L’antisionisme de gauche conteste l’existence légitime d’un État juif. Il procède d’une opposition au nationalisme, mais elle reste limitée au cas des Juifs. Il procède aussi d’une critique, légitime, de la Nakba et de l’oppression des Palestiniens, mais il confond les politiques du gouvernement et l’existence de l’État.

Dans un certain nombre de campus universitaires et dans de larges pans de la gauche, l’antisionisme est une politique qui, aujourd’hui, se porte bien. La réponse convenue des organisations juives et de la plupart des Juifs que je connais est de dire qu’il s’agit de la version la plus récente de l’antisémitisme. Mais l’antisionisme est un problème en soi ; il possède de multiples variantes. J’aimerais explorer sa variante antisémite dans les pages qui suivent. Je considère que le « sionisme » renvoie à l’idée de l’existence légitime d’un l’État juif, rien de plus. L’antisionisme conteste cette légitimité. Ma préoccupation, ici, concerne l’antisionisme de gauche aux États-Unis et en Europe.

L’antisionisme juif

La plupart des variantes de l’antisionisme se sont d’abord manifestées parmi les Juifs. La première, et probablement la plus ancienne, voit dans le sionisme une hérésie juive. Selon la doctrine orthodoxe, le retour des Juifs à Sion et la création d’un État sont l’affaire du Messie et auront lieu dans les temps à venir. En attendant, les Juifs sont sommés d’accepter l’exil, d’obéir aux gouvernants des Gentils et d’attendre la libération divine. Toute action politique visant à hâter son avènement est considérée comme une usurpation des prérogatives de Dieu. Les auteurs sionistes détestaient la passivité que produit cette doctrine avec une telle passion que les Juifs orthodoxes les taxaient d’antisémites, bien qu’ils n’eussent jamais appelé ainsi leur propre rejet du projet sioniste.

La plupart des variantes de l’antisionisme se sont d’abord manifestées parmi les Juifs.

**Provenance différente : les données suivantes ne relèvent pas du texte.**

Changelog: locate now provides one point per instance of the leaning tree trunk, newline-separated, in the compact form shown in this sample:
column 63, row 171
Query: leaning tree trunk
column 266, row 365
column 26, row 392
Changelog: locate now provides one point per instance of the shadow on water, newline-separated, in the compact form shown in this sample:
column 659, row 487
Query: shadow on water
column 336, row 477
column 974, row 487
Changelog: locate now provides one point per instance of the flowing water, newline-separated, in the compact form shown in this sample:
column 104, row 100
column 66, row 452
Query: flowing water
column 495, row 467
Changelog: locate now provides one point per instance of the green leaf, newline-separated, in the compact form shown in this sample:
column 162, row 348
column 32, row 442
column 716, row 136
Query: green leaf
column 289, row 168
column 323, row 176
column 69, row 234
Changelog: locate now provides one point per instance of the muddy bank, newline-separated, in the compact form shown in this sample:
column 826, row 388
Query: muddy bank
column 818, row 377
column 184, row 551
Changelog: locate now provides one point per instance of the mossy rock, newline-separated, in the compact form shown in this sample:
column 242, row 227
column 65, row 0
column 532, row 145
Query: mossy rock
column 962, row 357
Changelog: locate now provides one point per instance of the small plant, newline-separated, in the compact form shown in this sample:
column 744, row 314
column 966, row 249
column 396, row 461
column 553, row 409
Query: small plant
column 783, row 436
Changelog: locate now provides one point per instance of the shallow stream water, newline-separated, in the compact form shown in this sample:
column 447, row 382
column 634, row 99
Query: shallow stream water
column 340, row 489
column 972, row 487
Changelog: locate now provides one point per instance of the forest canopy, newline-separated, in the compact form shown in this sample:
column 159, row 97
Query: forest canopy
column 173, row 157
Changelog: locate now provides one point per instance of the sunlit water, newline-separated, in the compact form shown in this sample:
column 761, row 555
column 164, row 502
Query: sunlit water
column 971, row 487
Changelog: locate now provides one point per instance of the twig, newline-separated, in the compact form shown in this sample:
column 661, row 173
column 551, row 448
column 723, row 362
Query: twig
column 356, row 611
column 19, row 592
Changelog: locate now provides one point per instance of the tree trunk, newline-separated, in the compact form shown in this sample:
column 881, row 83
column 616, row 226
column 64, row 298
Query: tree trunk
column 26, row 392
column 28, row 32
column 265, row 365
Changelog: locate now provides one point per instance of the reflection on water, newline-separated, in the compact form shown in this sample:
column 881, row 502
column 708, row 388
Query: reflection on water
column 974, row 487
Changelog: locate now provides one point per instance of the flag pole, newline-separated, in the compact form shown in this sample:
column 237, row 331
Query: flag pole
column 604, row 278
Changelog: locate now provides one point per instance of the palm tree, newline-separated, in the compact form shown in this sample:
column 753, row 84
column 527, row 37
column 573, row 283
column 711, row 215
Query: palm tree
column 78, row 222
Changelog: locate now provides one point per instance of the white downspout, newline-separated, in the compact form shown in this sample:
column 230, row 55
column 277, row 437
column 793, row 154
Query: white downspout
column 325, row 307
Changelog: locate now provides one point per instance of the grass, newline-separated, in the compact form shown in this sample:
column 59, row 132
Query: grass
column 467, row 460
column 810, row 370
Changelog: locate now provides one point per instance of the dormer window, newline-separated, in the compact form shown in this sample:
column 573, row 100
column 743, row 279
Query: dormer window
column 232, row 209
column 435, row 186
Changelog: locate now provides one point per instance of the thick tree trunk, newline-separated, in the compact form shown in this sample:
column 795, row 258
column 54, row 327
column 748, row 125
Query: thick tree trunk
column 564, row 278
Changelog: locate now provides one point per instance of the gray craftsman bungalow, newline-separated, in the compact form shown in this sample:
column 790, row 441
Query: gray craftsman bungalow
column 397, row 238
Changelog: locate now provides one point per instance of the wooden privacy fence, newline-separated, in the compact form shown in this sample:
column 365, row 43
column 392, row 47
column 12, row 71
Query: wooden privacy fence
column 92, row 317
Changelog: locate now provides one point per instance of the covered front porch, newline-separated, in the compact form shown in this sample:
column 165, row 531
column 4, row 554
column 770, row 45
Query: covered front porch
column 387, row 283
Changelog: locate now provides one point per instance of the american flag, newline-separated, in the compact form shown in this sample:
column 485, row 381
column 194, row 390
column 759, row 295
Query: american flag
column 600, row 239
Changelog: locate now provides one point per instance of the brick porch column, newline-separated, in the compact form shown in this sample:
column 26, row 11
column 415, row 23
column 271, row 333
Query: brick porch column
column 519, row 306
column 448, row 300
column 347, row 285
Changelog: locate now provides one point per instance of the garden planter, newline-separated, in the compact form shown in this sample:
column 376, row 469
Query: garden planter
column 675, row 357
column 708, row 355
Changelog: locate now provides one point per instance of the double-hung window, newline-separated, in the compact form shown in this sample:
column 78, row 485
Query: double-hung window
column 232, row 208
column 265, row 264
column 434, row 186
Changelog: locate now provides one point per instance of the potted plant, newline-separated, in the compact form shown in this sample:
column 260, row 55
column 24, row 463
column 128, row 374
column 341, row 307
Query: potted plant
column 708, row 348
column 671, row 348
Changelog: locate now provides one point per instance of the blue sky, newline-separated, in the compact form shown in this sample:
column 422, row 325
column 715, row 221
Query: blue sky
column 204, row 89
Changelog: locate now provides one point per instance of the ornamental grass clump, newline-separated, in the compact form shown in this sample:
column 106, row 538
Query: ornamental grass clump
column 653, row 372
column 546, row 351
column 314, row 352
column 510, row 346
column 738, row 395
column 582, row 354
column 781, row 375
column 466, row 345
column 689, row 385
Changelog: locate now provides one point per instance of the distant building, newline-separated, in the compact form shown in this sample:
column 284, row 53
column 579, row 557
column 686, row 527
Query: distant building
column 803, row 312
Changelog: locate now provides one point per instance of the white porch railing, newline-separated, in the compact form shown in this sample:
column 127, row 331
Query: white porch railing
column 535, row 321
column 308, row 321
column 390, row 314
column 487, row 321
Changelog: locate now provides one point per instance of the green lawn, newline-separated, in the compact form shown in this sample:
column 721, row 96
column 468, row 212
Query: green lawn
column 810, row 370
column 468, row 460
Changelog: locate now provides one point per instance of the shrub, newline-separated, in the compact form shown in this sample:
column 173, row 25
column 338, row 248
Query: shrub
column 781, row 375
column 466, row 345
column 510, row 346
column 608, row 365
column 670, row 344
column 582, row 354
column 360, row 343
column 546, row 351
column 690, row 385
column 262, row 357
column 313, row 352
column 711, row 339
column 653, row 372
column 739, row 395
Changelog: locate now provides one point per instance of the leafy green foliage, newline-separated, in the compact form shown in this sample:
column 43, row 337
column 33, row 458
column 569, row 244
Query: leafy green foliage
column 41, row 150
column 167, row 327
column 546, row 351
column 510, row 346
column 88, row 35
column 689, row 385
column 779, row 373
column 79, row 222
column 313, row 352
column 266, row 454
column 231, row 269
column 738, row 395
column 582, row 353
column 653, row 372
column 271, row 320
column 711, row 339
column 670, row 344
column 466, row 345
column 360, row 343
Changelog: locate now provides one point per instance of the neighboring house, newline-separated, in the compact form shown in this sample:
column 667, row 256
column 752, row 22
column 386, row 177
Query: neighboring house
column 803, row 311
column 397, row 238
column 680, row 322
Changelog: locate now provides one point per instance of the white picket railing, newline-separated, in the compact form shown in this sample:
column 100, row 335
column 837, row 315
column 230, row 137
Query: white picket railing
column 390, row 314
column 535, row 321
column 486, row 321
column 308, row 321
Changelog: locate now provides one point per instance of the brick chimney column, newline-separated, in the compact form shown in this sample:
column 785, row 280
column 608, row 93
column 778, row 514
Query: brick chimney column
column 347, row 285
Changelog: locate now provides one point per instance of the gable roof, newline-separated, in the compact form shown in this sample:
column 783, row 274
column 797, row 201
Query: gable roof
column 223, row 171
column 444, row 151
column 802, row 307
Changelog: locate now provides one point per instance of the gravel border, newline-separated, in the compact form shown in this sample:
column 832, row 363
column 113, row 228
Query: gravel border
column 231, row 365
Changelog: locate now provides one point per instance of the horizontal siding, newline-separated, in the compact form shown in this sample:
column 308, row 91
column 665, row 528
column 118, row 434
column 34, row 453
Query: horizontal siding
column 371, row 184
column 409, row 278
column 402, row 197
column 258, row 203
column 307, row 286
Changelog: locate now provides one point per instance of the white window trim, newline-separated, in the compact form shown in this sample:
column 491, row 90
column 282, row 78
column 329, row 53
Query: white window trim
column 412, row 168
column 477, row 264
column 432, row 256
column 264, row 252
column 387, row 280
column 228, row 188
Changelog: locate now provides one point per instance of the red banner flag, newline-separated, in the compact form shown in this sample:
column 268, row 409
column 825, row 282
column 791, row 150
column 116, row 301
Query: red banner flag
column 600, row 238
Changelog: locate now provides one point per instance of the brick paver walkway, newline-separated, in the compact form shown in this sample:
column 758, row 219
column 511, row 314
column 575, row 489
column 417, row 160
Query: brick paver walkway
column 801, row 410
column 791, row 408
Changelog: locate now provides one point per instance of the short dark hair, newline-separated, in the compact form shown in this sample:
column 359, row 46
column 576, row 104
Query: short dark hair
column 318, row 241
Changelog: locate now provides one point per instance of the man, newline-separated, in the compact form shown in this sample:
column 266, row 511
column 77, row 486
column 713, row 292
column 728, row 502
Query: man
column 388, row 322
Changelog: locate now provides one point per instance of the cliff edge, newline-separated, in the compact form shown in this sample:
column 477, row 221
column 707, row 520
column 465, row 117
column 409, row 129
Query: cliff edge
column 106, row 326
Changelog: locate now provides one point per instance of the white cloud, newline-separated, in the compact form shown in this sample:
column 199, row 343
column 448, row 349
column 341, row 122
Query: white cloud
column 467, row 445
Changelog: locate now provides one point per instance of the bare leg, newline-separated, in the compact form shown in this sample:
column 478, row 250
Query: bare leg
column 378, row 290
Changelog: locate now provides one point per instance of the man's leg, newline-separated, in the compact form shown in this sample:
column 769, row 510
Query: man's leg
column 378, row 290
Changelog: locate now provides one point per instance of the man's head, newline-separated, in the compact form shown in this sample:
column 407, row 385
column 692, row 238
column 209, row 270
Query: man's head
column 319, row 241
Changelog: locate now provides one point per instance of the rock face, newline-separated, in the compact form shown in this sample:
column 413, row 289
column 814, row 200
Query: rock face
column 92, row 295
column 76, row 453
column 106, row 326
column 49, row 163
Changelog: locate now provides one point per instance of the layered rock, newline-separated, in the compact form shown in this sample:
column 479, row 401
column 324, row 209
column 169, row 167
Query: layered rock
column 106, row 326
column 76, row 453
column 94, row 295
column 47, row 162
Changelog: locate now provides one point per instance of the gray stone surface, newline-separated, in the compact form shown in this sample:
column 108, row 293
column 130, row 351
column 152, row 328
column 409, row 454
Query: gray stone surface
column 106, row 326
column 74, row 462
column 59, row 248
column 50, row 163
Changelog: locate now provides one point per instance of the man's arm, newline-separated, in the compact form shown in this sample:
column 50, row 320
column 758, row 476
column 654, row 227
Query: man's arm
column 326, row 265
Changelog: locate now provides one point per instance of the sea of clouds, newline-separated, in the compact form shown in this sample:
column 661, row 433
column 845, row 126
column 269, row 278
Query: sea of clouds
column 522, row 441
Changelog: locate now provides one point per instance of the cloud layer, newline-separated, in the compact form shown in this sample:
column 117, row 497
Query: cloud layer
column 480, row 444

«Attendre le Messie» a sa version de gauche que l’on pourrait appeler «attendre la Révolution». On a souvent dit aux Juifs (et aux autres minorités) que tous leurs problèmes seraient résolus et ne pourraient être résolus que par le triomphe du prolétariat ; beaucoup de Juifs ont vu dans cette position une manifestation d’hostilité, un refus de reconnaître l’urgence de la situation dans laquelle ils se trouvaient. Pour ma part, je n’y vois pas l’expression d’un antisémitisme, mais plutôt une forme de rigidité idéologique et une absence de sensibilité morale.

La deuxième version juive de l’antisionisme est née dans l’Allemagne du xixe siècle, parmi les fondateurs du judaïsme réformé. Il n’y a pas de peuple juif, disaient-ils, seulement une communauté de foi – des hommes et des femmes d’obédience mosaïque. Les Juifs pouvaient être de bons Allemands (ou de bons citoyens d’un État quelconque), puisqu’ils n’étaient pas une nation comme les autres et n’aspiraient pas à établir leur propre État. Le sionisme était perçu comme une menace par les bons Allemands, car il suggérait que les Juifs avaient une autre allégeance.

Ce déni du peuple juif a permis par la suite à un courant important de la gauche d’affirmer qu’un État juif est nécessairement un État religieux, comparable à un État catholique, luthérien ou musulman, autrement dit une formation politique inacceptable pour la gauche. Cette position, les Juifs réformés l’ont adoptée tout en sachant que la plupart de leurs coreligionnaires ne la partageaient pas. Si la nation est bien un plébiscite de tous les jours, comme l’a écrit Ernest Renan, on peut dire que les Juifs d’Europe de l’Est, dans la grande majorité, votaient quotidiennement pour le peuple juif. Tous n’étaient pas en quête d’une patrie en terre d’Israël, mais les bundistes eux-mêmes, qui espéraient l’autonomie des Juifs dans l’empire tsariste, étaient des nationalistes juifs.

Les premiers réformateurs voulaient changer le cours et la nature de l’histoire juive, mais ils n’ignoraient pas leur histoire. Il n’en est pas de même des gauchistes qui s’opposent à l’existence du peuple juif mais sont pour la plupart ignorants. Ils ne sont pas victimes de ce que les théologiens catholiques appellent «l’ignorance invincible» : ce qu’ils ne savent pas, ils ne veulent pas le savoir, c’est cela qui devrait nous inquiéter.

S’ils s’y intéressaient, ils pourraient s’instruire sur les raisons de l’enche­vê­trement radical entre la religion et la nation dans l’histoire juive. On ne peut pas séparer la religion du politique ; si vous ne possédez pas d’État vous ne pouvez pas construire un «mur» entre l’Église – ou la ­synagogue – et l’État. Dès ses origines, le sionisme s’est efforcé ­d’engager ce processus de désenchevêtrement et d’établir un État où la laïcité pourrait l’emporter. L’État d’Israël a aujourd’hui ses fanatiques qui contrecarrent cet effort, comme il y a des nationalistes hindous et des zélotes musulmans qui s’opposent à des efforts similaires dans leurs propres États. Pour que la gauche, comme on pourrait s’y attendre, défende partout la laïcité, il faudrait qu’elle prenne en compte la valeur du projet sioniste original.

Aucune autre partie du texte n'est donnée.